While Rosin admits that the expletive may have soured some people, the intended humor of the message resonated with many. The post reached 8,016 and tallied 141 likes. Clearly, the interaction metrics were strong, but the bottom-line ROI is what really made the post a winner. After seeing the product image and funny message, two companies contacted Brand Fuel to order the glasses.

Beef Up Your Blogging

A strong blog helps fuel your success on social media and bolsters your overall online presence. The articles, images and videos you populate a blog with should convey your brand identity, establish you as an expert and, most importantly, be salient to clients and prospects. The relationship between a good blog and social platforms is reciprocal: The platforms are ideal for disseminating the blog posts, while the blog content enhances the value you provide through Twitter, Facebook and LinkedIn, which encourages more people to connect with you.

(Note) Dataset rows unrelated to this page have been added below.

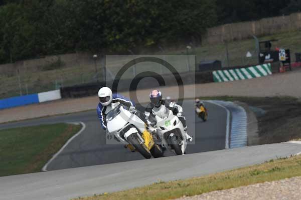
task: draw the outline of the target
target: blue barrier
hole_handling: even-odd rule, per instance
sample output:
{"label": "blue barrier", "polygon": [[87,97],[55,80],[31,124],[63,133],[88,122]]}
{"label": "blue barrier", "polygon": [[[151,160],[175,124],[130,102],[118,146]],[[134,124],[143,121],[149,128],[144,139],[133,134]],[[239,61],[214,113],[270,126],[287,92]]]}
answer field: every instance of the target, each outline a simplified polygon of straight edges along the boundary
{"label": "blue barrier", "polygon": [[39,103],[38,94],[0,100],[0,109]]}

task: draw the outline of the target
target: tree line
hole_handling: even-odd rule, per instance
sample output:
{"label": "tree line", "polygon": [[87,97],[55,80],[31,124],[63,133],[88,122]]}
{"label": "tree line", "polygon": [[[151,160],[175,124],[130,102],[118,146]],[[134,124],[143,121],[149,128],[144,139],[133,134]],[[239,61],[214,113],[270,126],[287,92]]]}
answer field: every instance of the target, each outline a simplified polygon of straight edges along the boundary
{"label": "tree line", "polygon": [[289,14],[300,6],[301,0],[0,0],[0,63],[158,49],[200,40],[214,26]]}

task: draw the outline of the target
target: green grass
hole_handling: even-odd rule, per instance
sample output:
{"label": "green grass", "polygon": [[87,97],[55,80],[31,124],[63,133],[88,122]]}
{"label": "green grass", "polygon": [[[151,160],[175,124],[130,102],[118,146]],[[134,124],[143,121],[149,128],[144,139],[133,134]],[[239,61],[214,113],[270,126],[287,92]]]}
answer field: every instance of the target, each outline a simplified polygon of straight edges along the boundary
{"label": "green grass", "polygon": [[40,171],[81,126],[60,123],[0,130],[0,176]]}
{"label": "green grass", "polygon": [[205,176],[168,182],[159,180],[143,187],[76,199],[170,199],[300,175],[301,156],[293,156]]}

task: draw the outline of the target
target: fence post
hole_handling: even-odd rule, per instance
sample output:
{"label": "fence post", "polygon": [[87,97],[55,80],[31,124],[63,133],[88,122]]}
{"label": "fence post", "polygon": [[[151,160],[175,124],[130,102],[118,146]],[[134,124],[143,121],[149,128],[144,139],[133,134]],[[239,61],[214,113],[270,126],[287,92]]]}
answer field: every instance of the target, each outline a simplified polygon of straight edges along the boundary
{"label": "fence post", "polygon": [[19,89],[20,90],[20,96],[22,96],[22,88],[21,87],[21,80],[20,79],[20,72],[19,68],[17,68],[17,74],[18,76],[18,80],[19,82]]}

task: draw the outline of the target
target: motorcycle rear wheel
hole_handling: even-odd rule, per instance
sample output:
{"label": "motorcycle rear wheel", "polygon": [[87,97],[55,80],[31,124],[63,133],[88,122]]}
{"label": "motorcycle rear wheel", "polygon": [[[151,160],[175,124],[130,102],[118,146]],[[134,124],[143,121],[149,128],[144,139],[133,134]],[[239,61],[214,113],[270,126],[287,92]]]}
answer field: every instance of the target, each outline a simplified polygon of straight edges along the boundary
{"label": "motorcycle rear wheel", "polygon": [[170,135],[169,141],[172,148],[175,150],[175,152],[177,155],[183,154],[182,149],[181,149],[181,146],[179,144],[178,140],[173,138],[172,136]]}
{"label": "motorcycle rear wheel", "polygon": [[205,122],[207,121],[207,115],[205,112],[202,112],[200,113],[200,117],[201,117],[203,121]]}
{"label": "motorcycle rear wheel", "polygon": [[162,150],[162,149],[157,144],[154,145],[153,148],[150,149],[150,152],[152,153],[153,157],[155,158],[161,157],[163,156],[163,151]]}
{"label": "motorcycle rear wheel", "polygon": [[[135,133],[133,133],[135,134]],[[132,145],[136,150],[141,154],[144,158],[149,159],[152,157],[152,153],[149,150],[144,144],[140,144],[137,138],[137,136],[132,136],[132,134],[127,137],[128,143]]]}

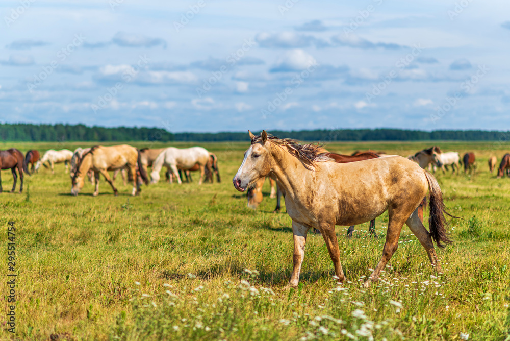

When it comes to blogging, Danette Gossett is top of the class. The owner of Gossett Marketing (asi/212200) and her team maintain three blogs. One is on the Gossett website, the others,InterestingMarketingTidbits.com and SalesPromotions.org, are free-standing sites. “We want people to read the blogs and say ‘Oh, that was interesting’ or ‘That was funny’ and then come back for more,” says Gossett. “When people think of you as a resource, they’re more likely to want to work with you.”

The blogs are packed with useful information. InterestingMarketingTidbits.com features topics like “5 Ways To Use Pinterest To Promote Your Business” and “How Promo Items Lead To Networking.” SalesPromotions.org covers strategies for sales and marketing, with topics like building brand equity.

Interestingly, Gossett has gone so far as to monetize SalesPromotions.org. “We have a couple of sponsors as well as having advertising on the site that we receive click-through revenue for,” she says.

Some blog posts have led straight to sales. One lighthearted post called “Confessions of A Pen Thief” caught the attention of a buyer for a restaurant. “They liked the post and wanted pens for their restaurant so they contacted us,” says Gossett. The restaurant was part of a chain, and after an executive saw the pens, he wanted to get them into other locations. “We’ve been doing business with them for four years,” she says. “They order quarterly, and they’ve added things like napkins and matchbooks. It all started with the blog.”